As the Republican Party has moved further and further right, the distance between its right wing and Nazism has grown disconcertingly close. The latest evidence of this evolution can be seen in Blake Masters, the party’s leading candidate for its Senate nomination in Arizona.
Masters, a protégé of Peter Thiel — the Silicon Valley billionaire and quasi libertarian who wrote, “I no longer believe that freedom and democracy are compatible” — has floated a variety of insane and racist theories. He has straight-up said Donald Trump won the 2020 election and suggested January 6 was a false flag directed secretly by the FBI. He blamed gun violence on Black people. (“We do have a gun-violence problem in this country, and it’s gang violence,” he said. “It’s people in Chicago, St. Louis, shooting each other. Very often, you know, Black people, frankly.”) He has endorsed the “great replacement” theory.

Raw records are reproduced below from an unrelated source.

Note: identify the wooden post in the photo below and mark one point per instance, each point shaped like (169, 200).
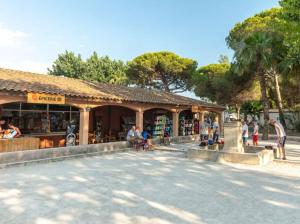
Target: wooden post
(84, 126)
(220, 121)
(175, 119)
(201, 116)
(139, 117)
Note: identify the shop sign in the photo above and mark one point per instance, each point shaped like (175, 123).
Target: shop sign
(45, 98)
(195, 109)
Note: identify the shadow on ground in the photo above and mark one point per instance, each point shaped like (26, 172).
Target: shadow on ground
(152, 187)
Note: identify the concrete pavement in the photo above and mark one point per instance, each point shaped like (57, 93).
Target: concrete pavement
(152, 187)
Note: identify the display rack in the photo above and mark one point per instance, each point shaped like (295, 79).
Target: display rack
(186, 126)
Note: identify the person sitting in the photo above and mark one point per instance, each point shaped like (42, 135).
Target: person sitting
(216, 132)
(130, 136)
(146, 141)
(17, 130)
(9, 131)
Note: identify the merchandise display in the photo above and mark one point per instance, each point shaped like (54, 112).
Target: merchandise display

And he has echoed far-right positions on foreign policy, opposing American entry into World War II and blaming American entry into World War I on a secret plot directed by the “Houses of Morgan and Rothschild.”
Comments like these attracted the admiration of not only Trump, who endorsed him, but also, predictably, the Nazis. Neo-Nazi blogger Andrew Anglin gave Masters a fulsome endorsement on the white-supremacist site the Daily Stormer.
Here is how Masters responded to the endorsement in a statement to the Phoenix New Times, which reported it:
“I’ve never heard of this guy and I reject his support. The reason I’ve never heard of him is because he’s a nobody, and nobody cares about him except the media,” Masters said in an email to New Times. “They’d like to build him up in order to smear anybody who believes in common sense border security as some kind of ‘Nazi.’ It’s a cheap tactic from Mark Kelly’s media allies and it’s not going to work.”
To be clear about this, Anglin is not just kind of racist, nor is he appealing to racists with Tucker Carlson–like dog whistles. He is an obsessive advocate of eliminationist antisemitism. “This is the Jews for you, people. They are a vicious, evil race of hate-filled psychopaths. When you do something they don’t like, they will use the power of the media to come down on you, assassinate your character,” Anglin wrote in what the New Times called “a 30-article series that advocates genocide of Jewish people.”
You’d think it would be easy for a serious statewide Republican candidate to simply attack a kook like this as evil. Instead, Masters pivoted from a pro forma rejection to blaming the media. Rather than renounce any of Anglin’s beliefs or assert that his positions have nothing in common with them, Masters attacked reporters for smearing “anybody who believes in common sense border security as some kind of ‘Nazi.’”
This is the kind of deflection one employs when your allies put you in an uncomfortable position — these statements are too extreme to be defended outright but too close to be denounced completely, so you change the subject and blame the people who want to make you take a clear stand on them. And Masters occupies an ideological position in the party where he can attract puffy coverage in mainstream conservative organs like National Review and also get rave reviews from people who wish to exterminate the Jews.
Masters is not a Nazi. But Nazis see him as a vehicle to advance their agenda and bring them closer to political respectability. And they are obviously correct to do so.